School principal vows students will meet testing guidelines
By Shelley Smith
GRANITE QUARRY — The principal of Granite Quarry Elementary School promised — no ifs, ands or buts — Monday night that her students will meet federal testing guidelines this school year.
“We will make our goals at the end of this year,” Mary Ann Karriker asserted at a meeting of the town’s Board of Alderman.
Granite Quarry Mayor Mary Ponds told Karriker she was impressed by her choice of verbs — not that she “hopes” or “will try” to make the goals set by the federal No Child Left Behind law.
In her presentation to the Board of Aldermen, Karriker explained the No Child Left Behind law and her own school’s progress, the school system’s progress and how the community can help.
As people were waiting for the meeting to begin, regulars at the monthly meeting observed that Karriker had gotten a good response when she invited the public to the discussion.
Ponds was elated at the turnout and walked around greeting everyone at their seat.
More than 35 people attended the meeting. Many parents, students, community members, Boy Scouts, Rowan-Salisbury School System staff and county commissioners came to show support and to learn more about the laws and how they can help.
“We are glad to see the students are here,” Karriker said as she began.
She gave a PowerPoint presentation provided by the school system titled “Understanding AYP.” AYP stands for Adequate Yearly Progress and serves as the goal each public school — and subgroups of students in those schools — throughout the U.S.
Adequate Yearly Progress is based on student performance on end-of-grade tests and writing exams. At the elementary level, third-, fourth- and fifth-graders take reading and math tests at the end of the school year.
If even one subgroup of students fails to meet its Adequate Yearly Progress target, the entire school fails to meet its target. Likewise, the school district must see that systemwide student subgroups meet their own targets.
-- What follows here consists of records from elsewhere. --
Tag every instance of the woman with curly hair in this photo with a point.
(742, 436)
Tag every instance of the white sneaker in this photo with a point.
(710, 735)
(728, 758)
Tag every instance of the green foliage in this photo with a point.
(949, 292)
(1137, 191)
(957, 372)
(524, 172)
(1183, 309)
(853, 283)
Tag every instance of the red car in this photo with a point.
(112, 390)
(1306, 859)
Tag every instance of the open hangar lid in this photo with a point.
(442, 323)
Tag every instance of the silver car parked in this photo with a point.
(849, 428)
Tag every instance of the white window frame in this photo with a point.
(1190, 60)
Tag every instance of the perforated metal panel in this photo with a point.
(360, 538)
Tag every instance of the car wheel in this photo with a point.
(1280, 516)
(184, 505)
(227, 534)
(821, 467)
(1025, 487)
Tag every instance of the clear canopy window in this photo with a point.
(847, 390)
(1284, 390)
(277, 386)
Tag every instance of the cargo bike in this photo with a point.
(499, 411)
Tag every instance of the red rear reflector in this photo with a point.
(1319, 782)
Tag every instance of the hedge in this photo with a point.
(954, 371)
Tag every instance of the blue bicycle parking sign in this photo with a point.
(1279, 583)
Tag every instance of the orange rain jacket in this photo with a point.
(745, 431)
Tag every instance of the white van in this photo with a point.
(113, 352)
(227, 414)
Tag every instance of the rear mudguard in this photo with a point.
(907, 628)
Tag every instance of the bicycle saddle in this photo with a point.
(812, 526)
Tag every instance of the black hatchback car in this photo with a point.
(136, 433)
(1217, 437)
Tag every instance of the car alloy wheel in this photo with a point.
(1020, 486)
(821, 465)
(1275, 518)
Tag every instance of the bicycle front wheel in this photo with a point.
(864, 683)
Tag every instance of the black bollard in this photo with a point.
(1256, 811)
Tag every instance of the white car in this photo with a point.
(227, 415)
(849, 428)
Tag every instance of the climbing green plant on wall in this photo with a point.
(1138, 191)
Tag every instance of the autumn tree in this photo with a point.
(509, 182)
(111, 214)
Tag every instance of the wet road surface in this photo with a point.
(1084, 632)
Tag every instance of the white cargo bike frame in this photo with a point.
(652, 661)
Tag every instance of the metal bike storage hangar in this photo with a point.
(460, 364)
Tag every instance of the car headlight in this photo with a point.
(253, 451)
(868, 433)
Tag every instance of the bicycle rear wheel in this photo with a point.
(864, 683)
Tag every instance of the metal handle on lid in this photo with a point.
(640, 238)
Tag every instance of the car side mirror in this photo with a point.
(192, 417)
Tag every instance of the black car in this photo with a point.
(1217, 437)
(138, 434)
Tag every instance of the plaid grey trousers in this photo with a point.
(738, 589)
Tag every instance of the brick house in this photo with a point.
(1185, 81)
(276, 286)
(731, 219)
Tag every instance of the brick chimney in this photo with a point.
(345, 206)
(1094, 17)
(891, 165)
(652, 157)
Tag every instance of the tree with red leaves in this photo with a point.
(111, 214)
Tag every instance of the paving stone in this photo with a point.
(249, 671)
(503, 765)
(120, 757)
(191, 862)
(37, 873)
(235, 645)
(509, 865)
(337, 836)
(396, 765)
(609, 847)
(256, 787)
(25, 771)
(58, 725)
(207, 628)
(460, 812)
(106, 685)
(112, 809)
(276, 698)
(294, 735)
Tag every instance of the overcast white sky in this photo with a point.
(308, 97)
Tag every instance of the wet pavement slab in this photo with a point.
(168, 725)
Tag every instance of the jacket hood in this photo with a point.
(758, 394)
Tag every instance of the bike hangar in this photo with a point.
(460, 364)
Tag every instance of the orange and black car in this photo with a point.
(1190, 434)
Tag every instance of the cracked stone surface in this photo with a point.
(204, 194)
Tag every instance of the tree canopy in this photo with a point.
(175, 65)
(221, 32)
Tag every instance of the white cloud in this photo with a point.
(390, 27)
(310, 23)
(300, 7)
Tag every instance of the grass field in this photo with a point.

Karriker likened the Adequate Yearly Progress targets to hurdles in a race. A school district can have dozens of targets or hurdles, and the goal for each student group increases every three years until every student scores 100 percent in math and reading.
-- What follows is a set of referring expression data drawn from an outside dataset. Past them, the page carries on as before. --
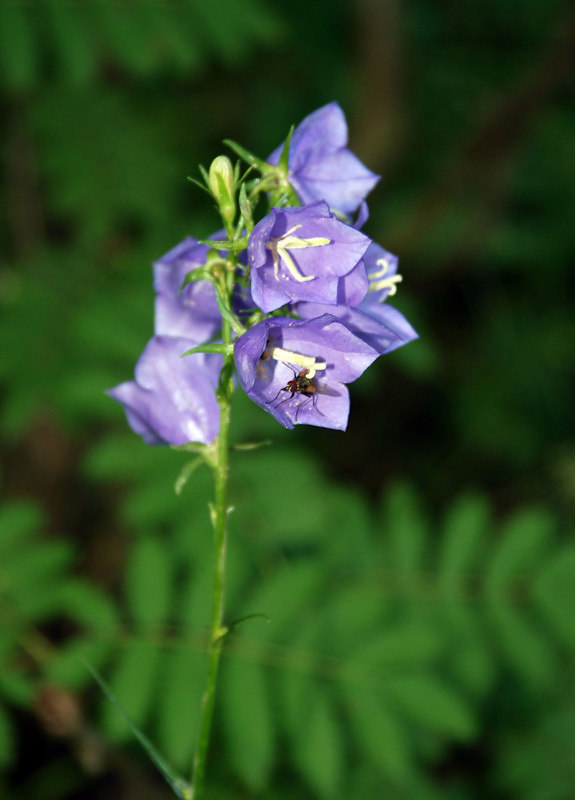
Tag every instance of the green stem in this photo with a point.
(218, 630)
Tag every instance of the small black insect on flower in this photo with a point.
(299, 384)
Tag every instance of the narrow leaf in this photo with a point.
(180, 787)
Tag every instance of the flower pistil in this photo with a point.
(378, 281)
(279, 247)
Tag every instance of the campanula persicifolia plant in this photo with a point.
(288, 301)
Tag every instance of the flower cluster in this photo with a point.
(297, 299)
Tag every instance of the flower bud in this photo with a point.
(221, 177)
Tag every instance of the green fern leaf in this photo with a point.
(133, 683)
(319, 752)
(429, 702)
(554, 593)
(17, 49)
(179, 700)
(149, 584)
(247, 721)
(6, 739)
(379, 734)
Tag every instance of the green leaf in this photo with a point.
(7, 743)
(149, 583)
(379, 734)
(554, 593)
(73, 40)
(134, 683)
(17, 50)
(430, 703)
(17, 687)
(524, 542)
(86, 604)
(525, 648)
(179, 786)
(248, 725)
(179, 702)
(402, 647)
(18, 521)
(460, 551)
(320, 752)
(67, 665)
(405, 533)
(286, 596)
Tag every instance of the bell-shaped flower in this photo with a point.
(172, 399)
(374, 321)
(193, 312)
(298, 370)
(321, 167)
(303, 254)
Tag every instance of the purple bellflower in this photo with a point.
(172, 399)
(375, 322)
(303, 254)
(193, 312)
(320, 166)
(297, 369)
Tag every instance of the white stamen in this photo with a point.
(386, 283)
(282, 244)
(307, 362)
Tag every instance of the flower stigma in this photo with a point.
(385, 283)
(282, 244)
(307, 362)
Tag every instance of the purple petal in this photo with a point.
(321, 167)
(266, 377)
(172, 399)
(309, 272)
(192, 313)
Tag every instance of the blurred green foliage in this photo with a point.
(418, 571)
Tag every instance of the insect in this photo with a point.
(299, 384)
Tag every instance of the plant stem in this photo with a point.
(219, 513)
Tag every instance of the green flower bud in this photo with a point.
(222, 179)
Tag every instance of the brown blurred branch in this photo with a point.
(478, 174)
(22, 185)
(377, 134)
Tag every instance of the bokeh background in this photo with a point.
(418, 570)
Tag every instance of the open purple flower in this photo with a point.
(172, 399)
(297, 370)
(377, 323)
(302, 254)
(192, 313)
(320, 165)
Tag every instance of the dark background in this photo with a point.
(466, 110)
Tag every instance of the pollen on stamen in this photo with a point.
(385, 283)
(307, 362)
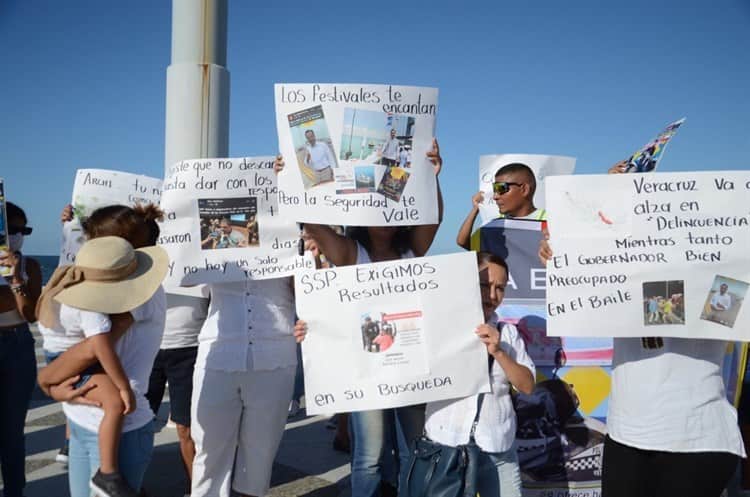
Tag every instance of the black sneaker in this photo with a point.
(111, 485)
(62, 456)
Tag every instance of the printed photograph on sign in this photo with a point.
(228, 222)
(393, 183)
(724, 301)
(646, 158)
(377, 137)
(380, 331)
(313, 147)
(364, 179)
(391, 340)
(597, 214)
(663, 302)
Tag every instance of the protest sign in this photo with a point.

Parents have the option of removing a child from their current school if that school does not meet make adequate yearly progress. Two years ago, a few parents opted to transfer away from Granite Quarry, Karriker said, but this past year, she has seen students coming back to Granite Quarry or choosing not to transfer.
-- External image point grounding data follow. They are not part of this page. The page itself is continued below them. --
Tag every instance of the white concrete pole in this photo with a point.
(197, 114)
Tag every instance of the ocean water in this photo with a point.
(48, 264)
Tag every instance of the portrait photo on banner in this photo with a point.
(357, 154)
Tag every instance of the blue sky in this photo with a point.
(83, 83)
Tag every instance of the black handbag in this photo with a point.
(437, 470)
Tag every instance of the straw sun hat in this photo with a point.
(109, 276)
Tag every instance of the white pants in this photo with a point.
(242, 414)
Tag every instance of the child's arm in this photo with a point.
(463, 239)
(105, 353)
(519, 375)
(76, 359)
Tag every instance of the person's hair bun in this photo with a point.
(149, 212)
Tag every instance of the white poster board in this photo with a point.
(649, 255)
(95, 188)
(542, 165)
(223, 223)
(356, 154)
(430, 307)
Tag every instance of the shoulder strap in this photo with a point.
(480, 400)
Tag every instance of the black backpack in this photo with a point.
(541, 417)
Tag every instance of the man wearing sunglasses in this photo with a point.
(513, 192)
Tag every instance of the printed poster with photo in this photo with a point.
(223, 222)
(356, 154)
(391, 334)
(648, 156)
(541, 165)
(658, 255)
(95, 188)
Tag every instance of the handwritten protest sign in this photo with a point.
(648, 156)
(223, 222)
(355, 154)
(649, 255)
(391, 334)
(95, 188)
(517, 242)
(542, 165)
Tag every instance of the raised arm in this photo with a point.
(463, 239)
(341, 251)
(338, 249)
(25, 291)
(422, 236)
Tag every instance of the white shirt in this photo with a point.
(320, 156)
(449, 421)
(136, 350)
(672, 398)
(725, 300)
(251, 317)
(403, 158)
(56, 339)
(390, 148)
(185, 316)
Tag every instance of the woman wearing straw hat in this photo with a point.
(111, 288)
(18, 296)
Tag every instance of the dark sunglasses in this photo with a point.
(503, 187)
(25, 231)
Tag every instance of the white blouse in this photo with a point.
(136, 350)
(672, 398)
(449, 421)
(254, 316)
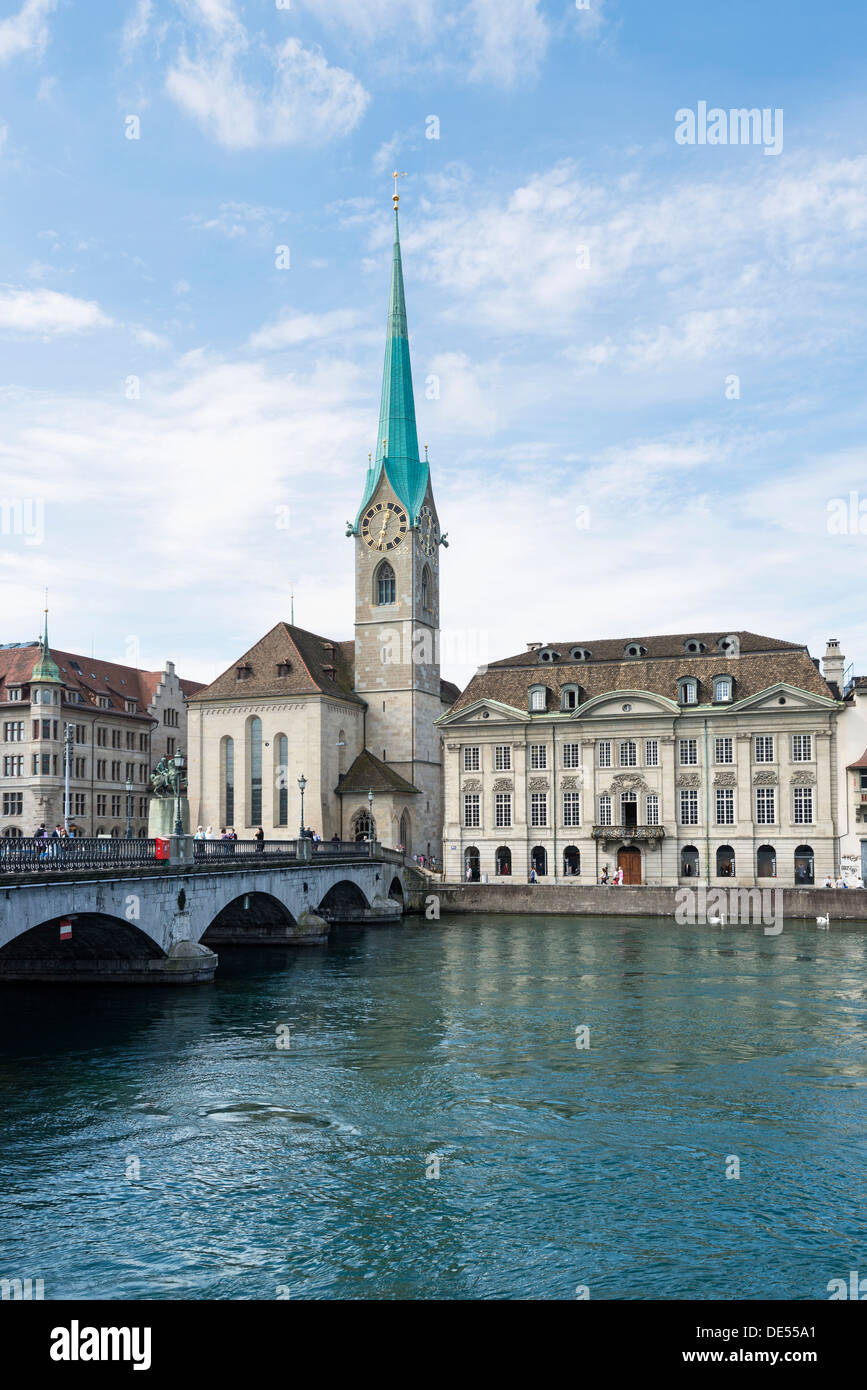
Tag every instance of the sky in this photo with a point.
(638, 359)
Granite Quarry Elementary is not the only Rowan-Salisbury school failing to meet federal guidelines in previous years, and it’s not the only school asking for help, Karriker explained.
Of the 115 school districts in North Carolina, only three cleared all Adequate Yearly Progress hurdles last year. Rowan-Salisbury is one of 11 school districts to receive state assistance teams that will evaluate the needs of individual schools and recommend ways to help them meet the federal goals.
Granite Quarry Elementary has two full-time literacy coaches who have received special training from the state. These coaches work with teachers, assistants and tutors at the school to help every child pass grade-level tests.
With all of this extra assistance, Granite Quarry still needs help, Karriker said, as do many schools within the Rowan-Salisbury School System.
Granite Quarry Elementary needs tutors to come to the school and help the students; some community members and parents at Monday night’s meeting seemed interested in helping and offered a few of their own ideas.
One parent suggested forming a group to go to students’ houses — with their parents or guardians present and — and read with students. She pointed out that even though students get homework, such as reading with a parent, they are not always doing that work, causing them to fall behind in school.
Granite Quarry Elementary is having a Career Day for fourth- and fifth-graders in March, and more than 20 employers and businesses have promised to participate. Karriker believes this will motivate students to stay in school and strive to succeed.
School officials are asking anyone interesting in becoming a mentor or tutor to attend a training program tonight sponsored by the Communities in Schools organization.
The training session takes place from 6:30 to 8 p.m. in the Hurley Room of Rowan Public Library, on Fisher Street in downtown Salisbury.